Look around at your circle of friends. I’d bet you that many of them have moved at least once in their life. Most of them have probably moved at least once or twice as adults. You’re probably still communicating with people who moved away or that you moved away from. You probably get random text messages and Facebook chat messages from friends or family. I like to think of these things as the salt and pepper of daily life.

Yet, so very often in urban fantasy, we hear about the protagonist’s past but see no evidence of it. He or she never gets random text messages from a sibling, friend, business associate, or parent. They never call someone in another time zone. Police databases never seem to reach beyond the county border. Residents never seem to be transplants to the town or city.
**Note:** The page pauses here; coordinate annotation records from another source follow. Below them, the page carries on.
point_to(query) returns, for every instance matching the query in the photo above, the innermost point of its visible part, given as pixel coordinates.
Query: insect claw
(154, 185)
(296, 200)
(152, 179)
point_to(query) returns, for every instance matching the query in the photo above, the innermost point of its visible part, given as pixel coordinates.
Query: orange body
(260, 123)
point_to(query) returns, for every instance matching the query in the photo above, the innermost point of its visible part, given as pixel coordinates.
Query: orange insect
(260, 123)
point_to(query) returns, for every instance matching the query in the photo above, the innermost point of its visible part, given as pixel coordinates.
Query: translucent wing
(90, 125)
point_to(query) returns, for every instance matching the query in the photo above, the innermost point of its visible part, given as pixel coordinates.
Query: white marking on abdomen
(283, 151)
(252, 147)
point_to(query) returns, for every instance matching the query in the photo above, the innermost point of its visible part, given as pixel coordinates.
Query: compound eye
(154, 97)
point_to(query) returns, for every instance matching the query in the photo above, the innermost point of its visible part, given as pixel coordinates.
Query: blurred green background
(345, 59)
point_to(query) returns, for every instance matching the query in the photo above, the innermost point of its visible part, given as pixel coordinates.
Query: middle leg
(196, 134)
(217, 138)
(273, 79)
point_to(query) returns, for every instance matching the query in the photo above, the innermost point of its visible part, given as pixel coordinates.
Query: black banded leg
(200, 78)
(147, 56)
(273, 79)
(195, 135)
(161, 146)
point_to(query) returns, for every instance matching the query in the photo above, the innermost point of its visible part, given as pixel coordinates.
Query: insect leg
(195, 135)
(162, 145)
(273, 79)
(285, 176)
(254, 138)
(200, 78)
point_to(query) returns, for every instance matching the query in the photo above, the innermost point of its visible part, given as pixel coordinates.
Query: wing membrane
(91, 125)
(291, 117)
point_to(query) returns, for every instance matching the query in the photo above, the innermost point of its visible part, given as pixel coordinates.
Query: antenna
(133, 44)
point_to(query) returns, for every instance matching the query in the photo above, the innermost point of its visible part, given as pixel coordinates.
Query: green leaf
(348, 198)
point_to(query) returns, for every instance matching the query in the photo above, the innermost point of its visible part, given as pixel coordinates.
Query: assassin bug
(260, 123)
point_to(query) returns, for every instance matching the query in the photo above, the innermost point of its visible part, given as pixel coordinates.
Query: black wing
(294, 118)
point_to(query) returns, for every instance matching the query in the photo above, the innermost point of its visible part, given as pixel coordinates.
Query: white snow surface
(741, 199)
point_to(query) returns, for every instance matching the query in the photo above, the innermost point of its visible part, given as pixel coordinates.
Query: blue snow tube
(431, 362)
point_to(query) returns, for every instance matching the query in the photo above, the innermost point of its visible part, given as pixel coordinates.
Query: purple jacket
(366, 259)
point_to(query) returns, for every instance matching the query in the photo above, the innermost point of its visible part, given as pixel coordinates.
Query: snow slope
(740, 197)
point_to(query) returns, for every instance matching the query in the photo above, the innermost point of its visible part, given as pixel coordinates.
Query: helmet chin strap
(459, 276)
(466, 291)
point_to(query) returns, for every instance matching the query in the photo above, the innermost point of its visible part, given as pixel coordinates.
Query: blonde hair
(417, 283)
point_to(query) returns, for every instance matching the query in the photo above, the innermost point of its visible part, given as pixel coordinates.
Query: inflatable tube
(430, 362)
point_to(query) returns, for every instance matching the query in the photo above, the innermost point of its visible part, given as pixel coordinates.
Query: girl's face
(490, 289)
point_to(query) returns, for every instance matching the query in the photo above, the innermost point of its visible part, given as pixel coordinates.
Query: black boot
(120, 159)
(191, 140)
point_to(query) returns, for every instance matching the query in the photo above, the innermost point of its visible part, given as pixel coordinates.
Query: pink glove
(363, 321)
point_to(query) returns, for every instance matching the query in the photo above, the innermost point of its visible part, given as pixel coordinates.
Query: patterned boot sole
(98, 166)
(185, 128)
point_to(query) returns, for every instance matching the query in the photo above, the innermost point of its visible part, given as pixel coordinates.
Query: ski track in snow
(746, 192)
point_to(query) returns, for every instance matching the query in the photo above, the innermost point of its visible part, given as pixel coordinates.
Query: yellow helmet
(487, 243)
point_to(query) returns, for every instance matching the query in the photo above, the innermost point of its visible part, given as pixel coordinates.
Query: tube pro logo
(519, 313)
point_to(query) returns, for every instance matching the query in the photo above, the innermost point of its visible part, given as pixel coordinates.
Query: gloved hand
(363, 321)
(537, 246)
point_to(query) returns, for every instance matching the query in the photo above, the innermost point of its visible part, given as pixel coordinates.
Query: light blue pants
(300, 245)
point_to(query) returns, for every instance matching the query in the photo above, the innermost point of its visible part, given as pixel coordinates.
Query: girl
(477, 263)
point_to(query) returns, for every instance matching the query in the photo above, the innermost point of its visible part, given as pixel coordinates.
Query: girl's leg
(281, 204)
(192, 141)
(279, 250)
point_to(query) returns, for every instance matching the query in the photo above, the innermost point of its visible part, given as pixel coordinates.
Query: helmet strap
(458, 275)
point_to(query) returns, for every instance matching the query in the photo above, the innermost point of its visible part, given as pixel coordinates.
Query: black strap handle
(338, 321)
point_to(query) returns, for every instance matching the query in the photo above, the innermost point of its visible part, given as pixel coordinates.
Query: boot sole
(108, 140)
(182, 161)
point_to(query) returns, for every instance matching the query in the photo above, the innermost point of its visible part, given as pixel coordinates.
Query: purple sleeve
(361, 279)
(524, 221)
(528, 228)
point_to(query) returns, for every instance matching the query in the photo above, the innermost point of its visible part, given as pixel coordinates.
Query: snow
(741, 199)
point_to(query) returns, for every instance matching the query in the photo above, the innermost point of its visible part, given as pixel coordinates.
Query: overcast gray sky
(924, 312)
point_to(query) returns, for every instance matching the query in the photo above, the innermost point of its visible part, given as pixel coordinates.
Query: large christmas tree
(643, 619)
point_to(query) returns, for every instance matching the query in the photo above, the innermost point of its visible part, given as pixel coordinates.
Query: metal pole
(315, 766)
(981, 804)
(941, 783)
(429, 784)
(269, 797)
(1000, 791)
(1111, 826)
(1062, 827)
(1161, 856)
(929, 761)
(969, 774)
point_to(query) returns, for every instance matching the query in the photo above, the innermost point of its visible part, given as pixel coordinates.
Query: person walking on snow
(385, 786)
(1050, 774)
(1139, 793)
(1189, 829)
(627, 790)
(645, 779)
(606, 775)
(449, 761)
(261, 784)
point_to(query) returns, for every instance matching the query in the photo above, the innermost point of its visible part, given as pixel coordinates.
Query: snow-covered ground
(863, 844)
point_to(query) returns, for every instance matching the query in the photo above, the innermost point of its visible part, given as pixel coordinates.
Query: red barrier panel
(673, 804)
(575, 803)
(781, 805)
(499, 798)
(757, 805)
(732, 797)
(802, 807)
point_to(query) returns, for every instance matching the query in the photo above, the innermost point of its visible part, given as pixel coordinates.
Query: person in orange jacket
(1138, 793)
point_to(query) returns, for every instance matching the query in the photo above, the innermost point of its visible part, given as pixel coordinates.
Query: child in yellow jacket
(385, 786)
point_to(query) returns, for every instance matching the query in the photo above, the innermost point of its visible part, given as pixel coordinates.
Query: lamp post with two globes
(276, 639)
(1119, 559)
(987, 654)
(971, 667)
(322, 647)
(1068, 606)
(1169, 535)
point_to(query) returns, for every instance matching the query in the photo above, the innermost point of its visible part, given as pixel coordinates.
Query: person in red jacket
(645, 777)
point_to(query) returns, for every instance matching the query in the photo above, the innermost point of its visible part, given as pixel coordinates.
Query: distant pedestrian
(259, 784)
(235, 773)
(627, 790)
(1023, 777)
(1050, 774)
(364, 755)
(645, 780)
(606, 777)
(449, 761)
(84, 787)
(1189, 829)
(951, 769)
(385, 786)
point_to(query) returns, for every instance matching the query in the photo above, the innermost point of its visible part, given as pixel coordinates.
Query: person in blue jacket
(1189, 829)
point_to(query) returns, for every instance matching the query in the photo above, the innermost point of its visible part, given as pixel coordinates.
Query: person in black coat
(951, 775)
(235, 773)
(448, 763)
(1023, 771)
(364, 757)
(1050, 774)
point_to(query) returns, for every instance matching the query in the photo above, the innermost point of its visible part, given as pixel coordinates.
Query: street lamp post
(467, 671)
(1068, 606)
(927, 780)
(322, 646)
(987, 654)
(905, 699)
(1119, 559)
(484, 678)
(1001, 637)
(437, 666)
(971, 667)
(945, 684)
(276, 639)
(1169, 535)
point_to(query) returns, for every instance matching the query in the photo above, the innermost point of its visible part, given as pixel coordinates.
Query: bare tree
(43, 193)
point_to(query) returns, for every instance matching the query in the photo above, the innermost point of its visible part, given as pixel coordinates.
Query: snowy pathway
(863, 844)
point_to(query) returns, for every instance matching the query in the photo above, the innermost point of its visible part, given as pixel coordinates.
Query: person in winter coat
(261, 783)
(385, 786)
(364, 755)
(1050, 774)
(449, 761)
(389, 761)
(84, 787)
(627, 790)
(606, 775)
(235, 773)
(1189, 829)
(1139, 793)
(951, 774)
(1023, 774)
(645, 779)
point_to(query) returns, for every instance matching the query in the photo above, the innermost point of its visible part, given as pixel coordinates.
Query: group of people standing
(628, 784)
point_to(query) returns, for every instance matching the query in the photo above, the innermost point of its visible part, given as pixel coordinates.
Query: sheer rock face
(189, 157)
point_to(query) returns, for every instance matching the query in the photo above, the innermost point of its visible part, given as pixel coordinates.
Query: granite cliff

It’s like the protagonist stepped through a dimensional curtain at the town border. Unless that’s a plot element, though, it leaves readers wanting.

So, how do you bridge the gap? My preferred method is to start with a few obvious indicators that there’s a world beyond the edge of town. Have your protagonist take a call from someone looking to enlist their help or a family member who wants to talk family politics. The protagonist has to beg off because of plot reasons and offer some explanation to their current companions.

This lets you build some personal history into a natural conversation instead of info-dumping. It firmly establishes that, yes, things do exist beyond the edge of town. Our protagonist has existing and ongoing relationships with mostly off-screen characters. (This also a good way to obliquely introduce characters you want to use in sequels.)

It’s also effective at humanizing your lead character. He or she faces ordinary limits like not being able to do everything or be everywhere without necessitating some kind of soliloquy about that fact. That makes the world you’re constructing feel more familiar. Who hasn’t been overbooked and wished that they had a clone to send on some task.

Stage two of my preferred method is giving your protagonist mundane tasks. Magical firefights and showdowns with the powers of darkness are cool, but you’ve got a couple hundred pages to fill. Everybody eats. Everybody shops. Have it happen on the page. It lets you talk about the setting in a natural way.

Our protagonist needs toothpaste, so she needs to go find a store. That lets her interact with everyday people in everyday ways. She needs to ask for directions. Drive around looking at things. Get lost. Ask for directions again. Wait in the aisle while someone spends five minutes choosing between Crest and Colgate. Deal with a lazy cashier. All of which supports the fiction that this is a believable place.

Worldbuilding is unquestionably in the details, but it’s about using the right details. Use common technologies to support the idea that there’s a fully-fledged world beyond the borders of town. Show that the protagonist has relationships and responsibilities that aren’t related to the current crisis. Leverage the mundane to help you explore the environment. You’ll get a more believable world.